Music Director Max Lambert told Stage Whispers that upgrading the Concert Hall should be a priority to make it suitable for opera.
"The accoustics are terrible. People drive in to the Opera House in their Lexus listening to magnificent sound, then sit down in the Concert Hall and struggle to hear what is going on. The sound can be OK in one row and awful a few rows back, " he said. "The Opera House is just piece of sculpture."

BUT THE SOFTWARE IS HUMMING ALONG NICELY.
While the hardware may be creaky, the Opera House appears to be hitting a purple patch in terms of the shows that go on inside and outside.
The strategy has been to be very choosy about what shows go on, and in many cases for the Opera House to be promoter or producer of its own shows.

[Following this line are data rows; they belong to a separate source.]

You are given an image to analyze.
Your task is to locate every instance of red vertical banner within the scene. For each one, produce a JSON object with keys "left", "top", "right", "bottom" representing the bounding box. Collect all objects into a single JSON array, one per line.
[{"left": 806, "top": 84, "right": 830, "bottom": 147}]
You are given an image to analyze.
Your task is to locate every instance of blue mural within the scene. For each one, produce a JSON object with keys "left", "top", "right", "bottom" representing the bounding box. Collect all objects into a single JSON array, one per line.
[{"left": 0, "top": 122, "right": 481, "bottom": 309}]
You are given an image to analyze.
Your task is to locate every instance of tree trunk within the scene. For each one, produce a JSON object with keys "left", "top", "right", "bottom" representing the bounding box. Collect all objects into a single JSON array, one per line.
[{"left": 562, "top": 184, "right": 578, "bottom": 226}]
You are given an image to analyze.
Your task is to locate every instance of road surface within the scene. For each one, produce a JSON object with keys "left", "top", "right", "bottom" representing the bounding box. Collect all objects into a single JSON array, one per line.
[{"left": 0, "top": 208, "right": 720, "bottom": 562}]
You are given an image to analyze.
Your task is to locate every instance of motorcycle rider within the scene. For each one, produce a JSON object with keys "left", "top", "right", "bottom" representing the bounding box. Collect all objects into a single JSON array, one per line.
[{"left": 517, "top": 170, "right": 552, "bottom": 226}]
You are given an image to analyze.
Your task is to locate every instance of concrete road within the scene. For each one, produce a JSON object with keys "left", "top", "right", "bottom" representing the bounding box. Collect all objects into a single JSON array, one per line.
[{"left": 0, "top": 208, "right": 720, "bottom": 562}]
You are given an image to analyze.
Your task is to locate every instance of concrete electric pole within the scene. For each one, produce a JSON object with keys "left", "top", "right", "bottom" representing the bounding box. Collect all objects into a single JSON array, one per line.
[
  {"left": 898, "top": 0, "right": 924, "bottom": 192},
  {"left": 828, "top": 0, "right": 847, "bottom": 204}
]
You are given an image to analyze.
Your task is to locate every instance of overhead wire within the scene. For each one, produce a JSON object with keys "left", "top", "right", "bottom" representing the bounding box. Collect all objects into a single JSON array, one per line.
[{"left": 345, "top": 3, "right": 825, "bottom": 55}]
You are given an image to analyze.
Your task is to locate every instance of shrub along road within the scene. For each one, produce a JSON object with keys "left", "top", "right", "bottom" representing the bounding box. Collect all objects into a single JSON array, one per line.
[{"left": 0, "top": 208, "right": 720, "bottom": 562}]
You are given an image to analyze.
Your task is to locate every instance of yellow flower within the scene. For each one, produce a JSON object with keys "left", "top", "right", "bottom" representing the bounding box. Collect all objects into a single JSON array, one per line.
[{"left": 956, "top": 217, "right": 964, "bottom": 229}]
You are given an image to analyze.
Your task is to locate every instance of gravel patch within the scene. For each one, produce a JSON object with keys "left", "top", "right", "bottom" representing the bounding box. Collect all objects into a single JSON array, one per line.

“What has happened is that places like this have been like a hall for hire. We are now moving to a much more curated experience. Our role is to get the best and have consistent quality,” he said.
It has put some noses out of joint. Independent Theatre Producer Christine Dunstan says she is disappointed that the House Full sign has gone up.
“It is a tragedy that the Opera House is no longer available,” she told Stage Whispers.
Richard Evans is unapologetic.
“The Opera House was built to support the resident companies. They make up half our performances. For the other half we try to bring in a whole range of global cultural offerings,” he said. “This includes dance, rock’n’roll, comedy, ethno specific performances and a range of free events.”
“We changed to a more festival style of programming. One month is now designated for Dance. Our Vivid rock’n’roll festival saw the place teaming with young men, many of whom have never been to the Opera House before,” he said.
The biggest and boldest risk taken by the Opera House was staging a concert version of Jerry Springer the Opera.
“This was a piece we really wanted to do,” he said.
There were rumours around that it made a big loss for the Opera House and that the audiences had to be papered. The Annual General Report states that it sold 12,000 tickets, and Richard Evans admits that this didn’t do as well as expected.
Overall the capacity for events was above eighty percent, and the programming made a surplus last year. Richard Evans says the Opera House has a fraction of the budget which comparable venues get for programming.
Another innovation was a Festival of Dangerous Ideas. It saw everything from a Muslim man advocating polygamy to a speech from feminist Germaine Greer.
“The fact that something is on in the Opera House magnifies it and makes journalists want to be here and cover it,” he said.
The Festival of Dangerous Ideas will return. Perhaps one of the topics might be … is there a lazy billion dollars around for the Sydney Opera House?